Robert Bresson is considered one of France’s greatest directors and apparently an inspiration for the New Wave filmmakers. We’ve never watched any of his films so I thought we should, starting with this relatively short piece that is supposed to be one his best works.

Michel is a budding thief who affects a cynical detachment from the rest of society. He successfully pickpockets some money at the racetrack but is picked up by the police as he leaves. The police have insufficient evidence to hold him so he is released but from that point on the inspector keeps an eye on him. Michel has a friend named Jacques who tries to persuade him to take a proper job. He also meets Jeanne, a neighbor of his ailing mother who helps take care of her. He is willing to pass money to his mother when he can but seems to be too ashamed to actually meet her. When questioned, he espouses a philosophy in which thieves are a superior form of man who by dint of their innate talent and their incompatibility with the usual rules of society should not be bound by them.

As with other French New Wave works, the tone and focus of the film is so different from what we’re normally used to that it’s a challenge to come to grips with what it’s actually about.

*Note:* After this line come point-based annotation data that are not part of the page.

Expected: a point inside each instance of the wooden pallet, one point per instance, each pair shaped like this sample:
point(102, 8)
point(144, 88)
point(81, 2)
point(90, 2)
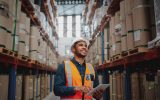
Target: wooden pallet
point(7, 51)
point(137, 50)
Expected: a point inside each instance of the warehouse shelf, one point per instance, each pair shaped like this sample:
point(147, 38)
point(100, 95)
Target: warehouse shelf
point(7, 59)
point(104, 21)
point(113, 7)
point(152, 54)
point(54, 8)
point(27, 5)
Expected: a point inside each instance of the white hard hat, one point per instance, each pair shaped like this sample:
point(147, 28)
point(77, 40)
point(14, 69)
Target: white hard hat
point(79, 39)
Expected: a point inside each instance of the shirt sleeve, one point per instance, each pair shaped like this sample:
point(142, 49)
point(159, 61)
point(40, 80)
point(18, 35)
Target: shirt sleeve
point(96, 81)
point(60, 89)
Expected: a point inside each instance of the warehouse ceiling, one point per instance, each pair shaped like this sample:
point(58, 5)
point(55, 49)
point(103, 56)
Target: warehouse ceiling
point(70, 7)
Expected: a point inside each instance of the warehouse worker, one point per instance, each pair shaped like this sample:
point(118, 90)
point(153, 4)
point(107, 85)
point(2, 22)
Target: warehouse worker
point(75, 78)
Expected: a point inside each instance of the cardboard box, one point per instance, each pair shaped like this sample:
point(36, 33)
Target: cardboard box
point(122, 10)
point(124, 43)
point(4, 79)
point(130, 40)
point(135, 86)
point(18, 87)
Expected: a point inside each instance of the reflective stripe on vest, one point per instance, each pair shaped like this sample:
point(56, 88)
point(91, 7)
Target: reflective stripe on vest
point(91, 70)
point(69, 73)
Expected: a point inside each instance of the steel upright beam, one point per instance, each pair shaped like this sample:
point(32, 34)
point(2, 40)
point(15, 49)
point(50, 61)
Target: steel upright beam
point(127, 84)
point(37, 76)
point(105, 73)
point(12, 83)
point(51, 81)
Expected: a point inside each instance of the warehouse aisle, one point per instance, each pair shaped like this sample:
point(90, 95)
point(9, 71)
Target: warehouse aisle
point(52, 97)
point(124, 46)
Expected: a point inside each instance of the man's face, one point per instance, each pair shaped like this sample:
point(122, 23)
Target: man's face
point(80, 49)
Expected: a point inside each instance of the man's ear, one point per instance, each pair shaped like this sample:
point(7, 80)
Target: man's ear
point(73, 49)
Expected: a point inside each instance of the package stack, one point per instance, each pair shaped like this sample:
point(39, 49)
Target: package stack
point(48, 84)
point(92, 8)
point(34, 43)
point(4, 81)
point(135, 86)
point(106, 44)
point(28, 89)
point(36, 87)
point(116, 81)
point(141, 22)
point(99, 49)
point(148, 87)
point(24, 33)
point(112, 37)
point(117, 33)
point(7, 22)
point(42, 51)
point(18, 87)
point(123, 27)
point(42, 86)
point(155, 18)
point(128, 19)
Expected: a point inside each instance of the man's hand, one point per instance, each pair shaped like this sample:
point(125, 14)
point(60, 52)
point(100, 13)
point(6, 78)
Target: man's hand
point(84, 89)
point(98, 94)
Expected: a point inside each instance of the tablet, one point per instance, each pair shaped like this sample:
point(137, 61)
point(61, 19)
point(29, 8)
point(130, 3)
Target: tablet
point(99, 87)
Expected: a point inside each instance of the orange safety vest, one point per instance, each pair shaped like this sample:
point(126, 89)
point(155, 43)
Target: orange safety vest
point(73, 78)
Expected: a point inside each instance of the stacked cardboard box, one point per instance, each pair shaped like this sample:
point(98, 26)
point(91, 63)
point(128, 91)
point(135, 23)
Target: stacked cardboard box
point(4, 81)
point(18, 87)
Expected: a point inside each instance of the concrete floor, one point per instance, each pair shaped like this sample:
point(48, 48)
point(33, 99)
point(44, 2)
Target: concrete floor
point(52, 97)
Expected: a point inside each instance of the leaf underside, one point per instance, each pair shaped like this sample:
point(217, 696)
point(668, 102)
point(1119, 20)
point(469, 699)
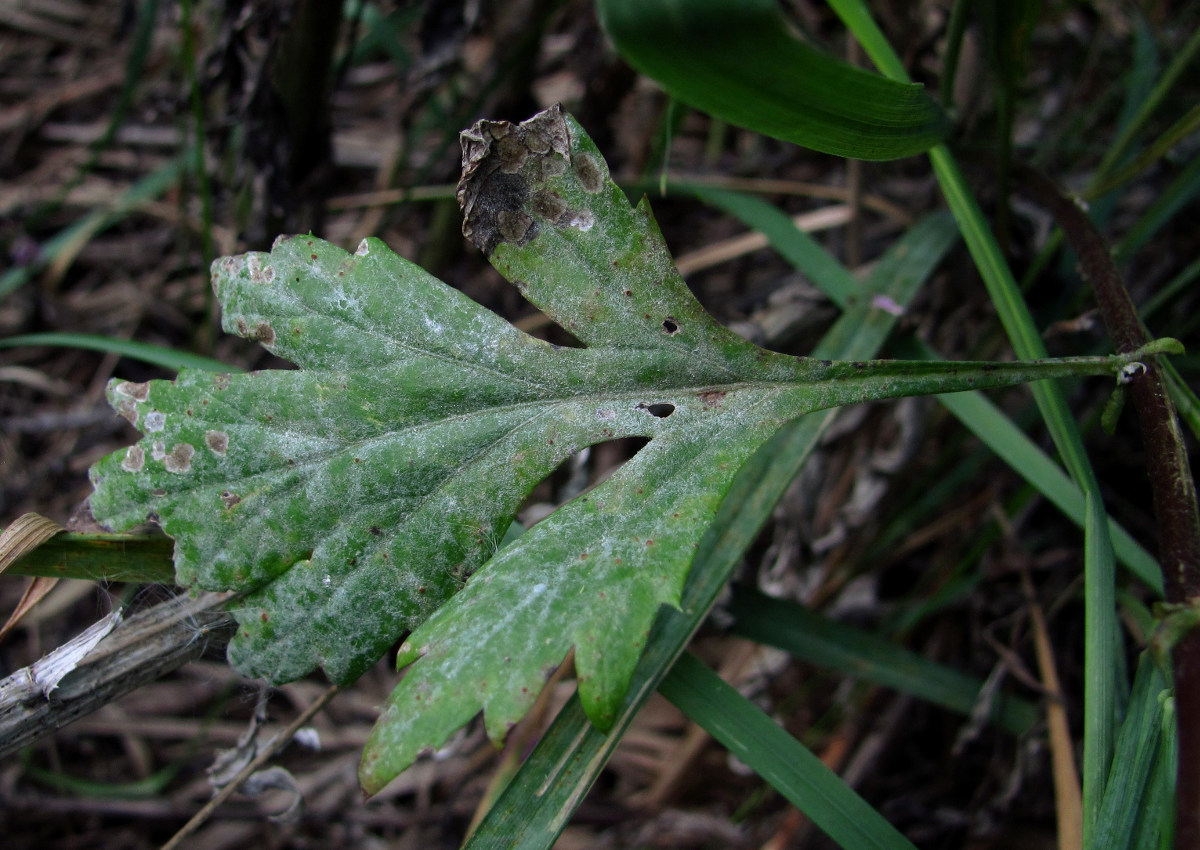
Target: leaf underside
point(352, 500)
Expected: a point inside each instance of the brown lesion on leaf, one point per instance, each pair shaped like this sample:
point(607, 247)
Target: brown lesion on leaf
point(502, 163)
point(179, 459)
point(712, 399)
point(589, 172)
point(135, 458)
point(133, 390)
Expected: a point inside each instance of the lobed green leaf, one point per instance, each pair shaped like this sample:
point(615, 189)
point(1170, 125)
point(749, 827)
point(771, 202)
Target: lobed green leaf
point(359, 498)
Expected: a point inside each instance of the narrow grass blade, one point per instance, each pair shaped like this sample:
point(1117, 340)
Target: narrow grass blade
point(145, 352)
point(1167, 205)
point(777, 756)
point(973, 409)
point(139, 558)
point(869, 657)
point(738, 61)
point(1101, 688)
point(1126, 806)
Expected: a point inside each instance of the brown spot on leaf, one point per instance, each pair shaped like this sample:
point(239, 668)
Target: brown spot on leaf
point(503, 165)
point(179, 459)
point(217, 442)
point(511, 151)
point(132, 390)
point(712, 399)
point(264, 333)
point(127, 409)
point(589, 172)
point(513, 226)
point(135, 458)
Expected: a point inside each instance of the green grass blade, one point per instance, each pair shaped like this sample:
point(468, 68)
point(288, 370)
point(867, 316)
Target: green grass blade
point(934, 235)
point(139, 558)
point(738, 61)
point(1182, 191)
point(1186, 402)
point(778, 758)
point(1137, 753)
point(145, 352)
point(1101, 695)
point(870, 657)
point(1026, 458)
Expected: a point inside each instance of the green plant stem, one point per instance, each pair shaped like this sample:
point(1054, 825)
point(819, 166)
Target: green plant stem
point(1171, 484)
point(141, 558)
point(1099, 569)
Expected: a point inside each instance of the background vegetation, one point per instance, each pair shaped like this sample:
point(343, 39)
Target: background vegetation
point(141, 141)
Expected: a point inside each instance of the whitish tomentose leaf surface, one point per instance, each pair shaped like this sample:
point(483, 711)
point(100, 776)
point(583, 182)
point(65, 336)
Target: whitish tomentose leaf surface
point(352, 498)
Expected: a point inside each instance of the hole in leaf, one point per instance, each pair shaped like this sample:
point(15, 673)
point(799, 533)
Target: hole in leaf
point(661, 411)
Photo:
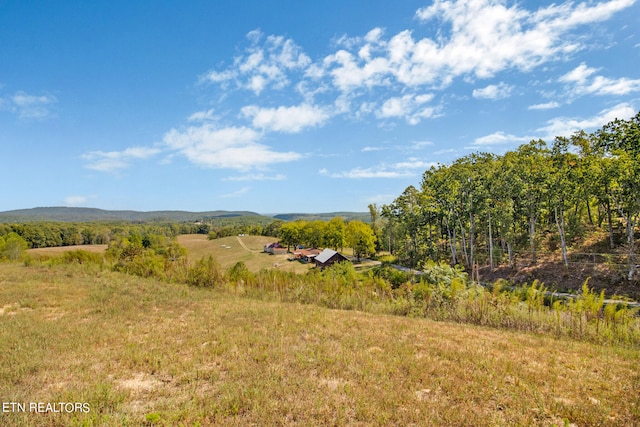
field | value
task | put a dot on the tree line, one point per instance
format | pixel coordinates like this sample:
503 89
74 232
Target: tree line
484 208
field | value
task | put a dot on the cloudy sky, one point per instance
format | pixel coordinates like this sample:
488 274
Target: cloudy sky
291 106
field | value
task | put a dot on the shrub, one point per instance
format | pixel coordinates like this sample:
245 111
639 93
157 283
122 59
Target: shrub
205 273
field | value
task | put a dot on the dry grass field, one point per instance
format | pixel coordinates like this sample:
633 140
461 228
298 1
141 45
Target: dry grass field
144 352
229 250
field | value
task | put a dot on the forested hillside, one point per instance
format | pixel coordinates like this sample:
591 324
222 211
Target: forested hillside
541 200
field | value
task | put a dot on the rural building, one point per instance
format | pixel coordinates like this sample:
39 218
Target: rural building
306 255
328 257
275 248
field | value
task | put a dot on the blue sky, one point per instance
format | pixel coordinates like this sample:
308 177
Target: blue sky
290 106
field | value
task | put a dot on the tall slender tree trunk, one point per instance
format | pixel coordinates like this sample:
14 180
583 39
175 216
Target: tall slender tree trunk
452 242
631 243
463 240
532 233
490 241
589 211
561 232
609 220
472 243
610 225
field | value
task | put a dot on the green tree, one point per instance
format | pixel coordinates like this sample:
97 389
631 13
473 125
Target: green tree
360 237
14 246
334 233
620 140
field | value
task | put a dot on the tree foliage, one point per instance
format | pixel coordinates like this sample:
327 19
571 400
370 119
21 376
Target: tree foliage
483 209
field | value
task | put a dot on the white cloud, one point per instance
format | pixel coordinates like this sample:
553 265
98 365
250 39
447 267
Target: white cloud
112 161
202 116
413 163
547 106
493 92
286 119
499 138
263 65
584 81
363 173
478 39
29 107
231 148
410 168
369 149
563 126
409 107
560 126
257 177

It doesn’t help either that the actor who plays Michel, Martin LaSalle, is so devoid of any emotional affect. I suppose it does give the impression that Michel is something of a sociopath. Things make a bit more sense after I read that it’s a very loose adaptation of Fyodor Dostoevsky’s Crime and Punishment but I’m not sure that I really like it. Even the pickpocketing scenes which I understand is meant to be thrilling to the audience isn’t all that exciting by modern standards.

I get this this is meant to be a somewhat abstract examination of the mind of a criminal psychology, complete with inconsistencies and contradictions. But this one’s a bit too abstract and too emotionally distant for me and it lacks even the kind of creative brilliance that would impress me. As my wife notes, perhaps this film is important for historical reasons but we didn’t really get much out of it.